The EVBB for me begins Tuesday; at that time I'll go dark with respect to election commentary on the statewide and county ballot.  I hope to have everything I need to say said by then anyway. I will still be blogging here about politics -- probably have something on that pig castrator from Iowa, along with other US Senate developments -- but I'll take the edge off to remain in compliance with my oath as an election judge.  Same goes for Twitter and Facebook postings.  We'll mellow out with a little pumpkin spice whatever for a few weeks.

May blog about the World Series.  My buddy Gadfly's Cardinals got excused; I was hoping for a full orange and black Fall Classic myself.  That is, after the Angels and Dodgers got eliminated.

-- Greg Abbott's Twitter town hall yesterday blew up in his face, and it was, as Hair Balls accounts, laugh-out-loud hilarious.  Be sure and click on the #AskAbbott hashtag.

-- Wendy Davis lost the Dallas News endorsement but earned the Houston Chronicle's.  These simply don't mean as much as they used to, but let's be quick to point out that we still need newspapers badly in this underinformed and misled media environment.  Oh, and you can't paper-train a puppy with a blog.

Update: Some of my blog hermanos took exception to the DMN's endorsement of Abbott.  It takes a lot to drive Charles to scatological descriptions.  But I thought the Observer had the best takedown.

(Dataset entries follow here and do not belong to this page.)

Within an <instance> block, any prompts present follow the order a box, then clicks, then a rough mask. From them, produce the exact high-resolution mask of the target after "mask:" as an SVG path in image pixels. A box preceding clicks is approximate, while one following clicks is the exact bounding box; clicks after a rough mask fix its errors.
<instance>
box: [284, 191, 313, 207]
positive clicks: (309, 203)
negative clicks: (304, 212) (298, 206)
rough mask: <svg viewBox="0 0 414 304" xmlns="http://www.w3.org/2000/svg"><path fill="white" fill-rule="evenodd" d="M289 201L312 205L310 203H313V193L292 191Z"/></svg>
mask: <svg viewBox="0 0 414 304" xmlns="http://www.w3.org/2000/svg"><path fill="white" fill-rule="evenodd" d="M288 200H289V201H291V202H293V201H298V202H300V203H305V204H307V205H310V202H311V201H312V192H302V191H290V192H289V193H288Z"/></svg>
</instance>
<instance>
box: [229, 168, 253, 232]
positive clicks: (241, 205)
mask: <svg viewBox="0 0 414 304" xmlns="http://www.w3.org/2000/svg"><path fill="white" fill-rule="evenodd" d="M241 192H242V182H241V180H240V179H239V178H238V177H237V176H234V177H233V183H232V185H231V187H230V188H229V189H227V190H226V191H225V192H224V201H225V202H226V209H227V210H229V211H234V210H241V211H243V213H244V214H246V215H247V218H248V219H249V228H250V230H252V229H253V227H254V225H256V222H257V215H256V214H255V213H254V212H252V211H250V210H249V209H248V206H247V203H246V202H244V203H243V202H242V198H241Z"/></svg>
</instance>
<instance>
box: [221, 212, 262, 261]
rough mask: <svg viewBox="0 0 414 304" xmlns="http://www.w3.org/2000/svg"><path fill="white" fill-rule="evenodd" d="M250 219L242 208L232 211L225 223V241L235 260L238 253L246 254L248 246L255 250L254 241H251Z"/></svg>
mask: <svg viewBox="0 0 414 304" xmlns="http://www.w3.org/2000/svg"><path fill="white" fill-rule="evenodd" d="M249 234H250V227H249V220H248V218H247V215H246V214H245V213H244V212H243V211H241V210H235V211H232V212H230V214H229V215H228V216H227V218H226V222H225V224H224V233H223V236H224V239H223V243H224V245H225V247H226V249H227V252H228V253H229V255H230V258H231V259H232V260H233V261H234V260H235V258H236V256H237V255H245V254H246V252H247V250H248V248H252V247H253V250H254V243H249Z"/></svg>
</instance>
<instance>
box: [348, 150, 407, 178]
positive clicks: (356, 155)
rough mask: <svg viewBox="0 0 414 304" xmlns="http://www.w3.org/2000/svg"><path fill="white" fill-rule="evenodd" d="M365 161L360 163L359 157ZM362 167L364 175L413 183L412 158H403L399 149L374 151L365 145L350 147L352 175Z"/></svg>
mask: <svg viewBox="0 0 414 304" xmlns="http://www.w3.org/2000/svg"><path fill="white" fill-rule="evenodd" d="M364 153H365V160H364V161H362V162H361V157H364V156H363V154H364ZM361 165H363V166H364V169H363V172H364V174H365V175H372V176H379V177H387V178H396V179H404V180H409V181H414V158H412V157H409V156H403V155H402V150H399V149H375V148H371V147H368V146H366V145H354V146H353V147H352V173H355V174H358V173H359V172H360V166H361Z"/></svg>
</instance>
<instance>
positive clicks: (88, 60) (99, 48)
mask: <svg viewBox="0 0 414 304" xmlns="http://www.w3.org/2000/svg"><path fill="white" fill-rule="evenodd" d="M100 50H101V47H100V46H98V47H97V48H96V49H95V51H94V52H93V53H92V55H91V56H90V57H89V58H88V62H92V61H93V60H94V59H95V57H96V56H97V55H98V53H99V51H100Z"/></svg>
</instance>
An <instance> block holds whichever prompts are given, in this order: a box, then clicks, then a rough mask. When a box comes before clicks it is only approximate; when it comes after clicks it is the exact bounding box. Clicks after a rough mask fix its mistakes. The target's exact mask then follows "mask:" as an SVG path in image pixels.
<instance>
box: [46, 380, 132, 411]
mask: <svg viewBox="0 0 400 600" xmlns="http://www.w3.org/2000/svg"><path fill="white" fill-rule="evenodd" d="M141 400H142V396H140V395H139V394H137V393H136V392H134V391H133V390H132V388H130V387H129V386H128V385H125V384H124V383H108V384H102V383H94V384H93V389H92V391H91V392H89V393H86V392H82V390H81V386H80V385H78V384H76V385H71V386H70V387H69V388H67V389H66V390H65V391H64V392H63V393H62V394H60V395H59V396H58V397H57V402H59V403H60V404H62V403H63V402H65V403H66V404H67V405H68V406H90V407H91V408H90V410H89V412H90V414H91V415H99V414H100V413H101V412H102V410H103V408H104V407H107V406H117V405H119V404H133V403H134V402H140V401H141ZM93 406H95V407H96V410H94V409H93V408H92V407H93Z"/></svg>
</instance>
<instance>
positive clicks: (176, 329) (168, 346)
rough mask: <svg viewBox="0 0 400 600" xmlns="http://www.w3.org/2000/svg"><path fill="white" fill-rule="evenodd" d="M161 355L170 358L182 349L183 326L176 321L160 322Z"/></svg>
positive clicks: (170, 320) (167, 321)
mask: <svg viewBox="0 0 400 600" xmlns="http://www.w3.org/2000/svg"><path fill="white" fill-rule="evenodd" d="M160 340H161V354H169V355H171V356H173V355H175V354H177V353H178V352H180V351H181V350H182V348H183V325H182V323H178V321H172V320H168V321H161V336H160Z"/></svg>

Elect Davis, and GOPers will be so mad they won’t cooperate on anything, just like what happened when Barack Obama took office. This is a really beautiful encapsulation of some of the most depressing features of American politics right now—a reminder that we do government primarily these days by hostage-taking, in contravention of the ostensible norms of representative government. It’s also an assertion that the hostage-takers should win, and a demonstration of why they will keep winning. It’s monumentally demoralizing. But applied to the Texas context, is it right?

What would a Gov. Davis look like? Well, she would probably have little influence over the Legislature. Assume Davis wins and so does Patrick—Davis would be able to get hardly any of her legislative priorities through. Patrick would be preparing to run against her in 2018, and his Senate would kill or mangle almost anything that bore her personal stamp. But Davis would have a veto which would prevent Patrick’s worst bills and initiatives from getting through.

But the Morning News endorsement anticipates something worse—that the conservative Legislature seizes the levers of state government and goes to war against Davis, refuses to budge on any issue, refuses to put together a budget, refuses to consider new and important legislation, until its demands are met and Davis effectively surrenders. In effect, if the people of the state elect Davis to lead them, conservatives in the Legislature—probably led by Patrick—will take Texas hostage.

So the Morning News’ instinct is to reward the hostage-taker, pay the ransom, and keep the state safely gripped by one-party rule. On the one hand, it feels like a pretty bleak misperception of how small-r republican government is supposed to work. It’s especially odd because the endorsement urges Abbott to be “a moderating influence” for his party—a bit like a liberal urging his radical-left friends to “work inside the system.”